Composite APIs act as aggregators for multiple downstream APIs. These APIs are commonly found in a microservice architecture where data and functionality is maintained by smaller services. Composite APIs can be essential in reducing complexity when business needs to touch on multiple different back-end systems. These APIs are not restricted to workflows or orchestration engines. They simply bring together business components and facilitate that driver of value: reuse. Just as with a conventional API, it is essential that a composite API be targeted in its scope and approach. A composite should not simply mash multiple data schemas into a single large schema. Instead, composite APIs should translate specific tasks into the individual areas downstream that they affect.

For example, a user creating an account at the same time as submitting their first order would need to trigger multiple services: an order service to manage the inventory and kickoff a shipment, a payment processor service, and an account creation service. A composite service receives the request with all the information provided for the order and calls out to these services so they each perform their designated functions. The order service returns the order confirmation number, the payment processor the payment receipt information, and the account creation service confirms the account has been created. The composite service then takes these replies and creates a data model with just the information that needs to be returned to the customer.

Sizing and Scaling

Sharing and reuse of APIs mean that they need to be designed to allow for scaling up of capacity. An API which becomes more and more popular may find itself in a situation where performance starts to degrade as more and more systems start to consume it.

Initial Sizing

A baseline of performance metrics for any API should always be established. At minimum, an API shared with other systems or organizations should be load tested for the following parameters up to at least double (2x) of the anticipated peak usage over the first year:

• Throughput (requests/second)
• Response time
• Concurrent connections

The upper limit of when the API starts to fail at the currently allocated infrastructure capacity should also be established in terms of both throughput and concurrency.

This load testing should be done as a part of a whole system test which puts load on the entire system rather than just a single API to be representative of production scenarios.

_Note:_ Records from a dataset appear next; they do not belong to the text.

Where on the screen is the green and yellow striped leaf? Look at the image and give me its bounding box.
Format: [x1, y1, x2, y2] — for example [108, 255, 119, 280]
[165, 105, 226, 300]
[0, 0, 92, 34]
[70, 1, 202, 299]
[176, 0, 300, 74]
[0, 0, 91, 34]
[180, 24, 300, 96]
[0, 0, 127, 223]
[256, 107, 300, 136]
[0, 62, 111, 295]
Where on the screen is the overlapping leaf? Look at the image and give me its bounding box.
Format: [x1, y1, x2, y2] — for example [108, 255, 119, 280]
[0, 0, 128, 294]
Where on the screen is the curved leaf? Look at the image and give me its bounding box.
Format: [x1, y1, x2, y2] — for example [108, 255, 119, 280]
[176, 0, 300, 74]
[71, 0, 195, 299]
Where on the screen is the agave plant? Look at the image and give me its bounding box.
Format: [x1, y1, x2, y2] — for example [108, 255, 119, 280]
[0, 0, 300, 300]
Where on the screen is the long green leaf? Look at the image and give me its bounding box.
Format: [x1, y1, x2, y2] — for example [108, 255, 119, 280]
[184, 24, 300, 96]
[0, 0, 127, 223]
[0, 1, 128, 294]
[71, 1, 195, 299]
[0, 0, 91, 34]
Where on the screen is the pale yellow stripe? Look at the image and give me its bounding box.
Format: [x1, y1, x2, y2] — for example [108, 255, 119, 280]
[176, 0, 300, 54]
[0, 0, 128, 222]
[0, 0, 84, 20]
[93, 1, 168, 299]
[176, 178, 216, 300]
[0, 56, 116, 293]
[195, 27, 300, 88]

Baselining Technical and Utility APIs are less critical, but overall system load testing should still be conducted to ensure APIs are not creating performance bottlenecks.

Capacity Scaling

Well-constructed APIs should have relatively little code and not require significant compute capacity. As such, the constraining factor for most APIs are around concurrency (e.g., network connections, threads) rather than capacity (e.g., memory, CPU). Therefore horizontal scaling by adding more containers or VM’s is usually more effective than allocating more compute capacity. There are scenarios where the API is packaged as a part of a more integrated application (e.g., analytics platforms, COTS), in which case the API cannot be scaled independently of the application it exposes.

Throttling and Traffic Management

API Management and Gateway platforms should be deployed for APIs exposed to external or third party consumers. Any APIs shared across the GC or to consumers outside of GC should be using the GC API Store for this. These capabilities provide request throttling and traffic management features, which allows concurrency and throughput to be capped, defers the need to scale the API while removing the risk of API failure should demand exceed capacity. The caveat to this approach is that once the limits are hit, consumers will start receiving either failure or rejection messages even though the actual API remains fully operational. This should only be used to manage against exceptional load and not a replacement for effective scaling of the API.